Hi, my name is Matt Bandyk. I’m a senior and political science major at Davidson College in North Meck. While I hail from Florida, I’ll be doing some writing about Meck transportation and land use policy for the JLF.

Last night, Davidson College hosted William Kristol from The Weekly Standard and the Project for the New American Century as its 2006 Wearn lecturer on the topic of “US Foreign Policy After 9/11.”

When Kristol began his lecture with a biographical note describing himself as the “token conservative” at the Kennedy School of Government when he briefly taught political philosophy there, he could have been describing his position as a lecturer at Davidson. Following an academic year featuring lectures from Paul Krugman, Robert F. Kennedy, Jr., and former Sandanista Fernando Cardenal, Kristol is the only right-of-center speaker of note to come to Davidson in quite a while.

The audience, of which by my guess 80% were not students, had many conservatives who may have been hoping for a strident defense of the Bush doctrine and biting response to liberal criticisms, but instead got a soft-spoken and sometimes self-deprecating Kristol.

Instead of engaging the heated debate over the US response to 9/11, Kristol’s speech was mostly descriptive, seeking to place the war on terror in a historical context and focusing on the rather uncontroversial, but substantial, point that the United States can never return to the pre-9/11 view of national security.

One might have expected a more heated question-and-answer session. After all, this is chance for progressives of Mecklenburg County to grill the man often described by anti-war publications as the head of the neocon cabal that created the “blueprint” for the Iraq war.

But anyone hoping for the drama of another pie attack was disappointed. Many of us held our breath as one feisty elderly lady prefaced her question with the observation that she was an “ardent Democrat” in contrast to most of the room, but she followed it up with a rather mundane question about China and India holding US bonds.

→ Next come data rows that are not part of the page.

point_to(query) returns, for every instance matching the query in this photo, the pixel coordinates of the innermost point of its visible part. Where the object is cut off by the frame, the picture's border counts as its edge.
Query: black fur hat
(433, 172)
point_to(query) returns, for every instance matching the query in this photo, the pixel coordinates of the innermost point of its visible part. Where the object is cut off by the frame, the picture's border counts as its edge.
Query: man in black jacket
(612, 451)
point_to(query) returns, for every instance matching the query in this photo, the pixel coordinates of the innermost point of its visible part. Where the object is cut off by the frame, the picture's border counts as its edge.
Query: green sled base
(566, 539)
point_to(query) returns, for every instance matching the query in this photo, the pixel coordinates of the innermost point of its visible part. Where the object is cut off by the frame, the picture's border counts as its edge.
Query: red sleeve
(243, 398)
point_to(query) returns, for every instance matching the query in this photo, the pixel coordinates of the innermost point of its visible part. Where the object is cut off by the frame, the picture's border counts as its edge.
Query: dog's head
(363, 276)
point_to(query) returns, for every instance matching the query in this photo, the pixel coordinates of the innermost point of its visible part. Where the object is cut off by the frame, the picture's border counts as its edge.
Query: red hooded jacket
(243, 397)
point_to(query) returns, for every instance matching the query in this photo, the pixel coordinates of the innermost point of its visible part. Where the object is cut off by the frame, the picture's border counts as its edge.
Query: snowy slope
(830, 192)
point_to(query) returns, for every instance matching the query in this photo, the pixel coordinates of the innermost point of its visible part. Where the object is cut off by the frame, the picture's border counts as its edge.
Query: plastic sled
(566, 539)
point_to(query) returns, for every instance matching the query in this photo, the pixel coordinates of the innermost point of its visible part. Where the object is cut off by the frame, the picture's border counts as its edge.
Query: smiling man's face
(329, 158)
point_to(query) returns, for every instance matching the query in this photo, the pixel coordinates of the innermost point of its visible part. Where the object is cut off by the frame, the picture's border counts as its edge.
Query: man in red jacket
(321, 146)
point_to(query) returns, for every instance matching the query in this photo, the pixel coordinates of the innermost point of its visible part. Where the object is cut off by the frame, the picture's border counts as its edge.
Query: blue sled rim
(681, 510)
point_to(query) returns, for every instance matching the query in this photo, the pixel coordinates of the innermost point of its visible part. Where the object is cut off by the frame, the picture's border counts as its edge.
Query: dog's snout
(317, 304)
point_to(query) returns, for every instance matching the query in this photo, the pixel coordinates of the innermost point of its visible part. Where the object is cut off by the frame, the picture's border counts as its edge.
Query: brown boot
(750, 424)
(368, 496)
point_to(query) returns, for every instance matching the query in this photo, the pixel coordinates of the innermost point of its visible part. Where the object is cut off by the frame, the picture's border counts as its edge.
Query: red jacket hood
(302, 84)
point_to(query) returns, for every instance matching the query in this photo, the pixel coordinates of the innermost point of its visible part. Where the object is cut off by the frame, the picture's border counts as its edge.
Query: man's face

Kristol, however, did offer some interesting speculation about upcoming domestic elections. With Republican support of the Bush doctrine in question and a good chance that the Republican candidate will not hail from the Bush camp, the 2008 presidential election may be a uniquely unpredictable one. Also, Kristol pointed out the possibility that another Supreme Court vacancy could open up later this year, with Stevens at age 85 and rumors of Ginsburg’s fading health. Such a development would make for an unprecedented Senate race this fall where the primary issue would be how the candidates would vote on a SC nominee.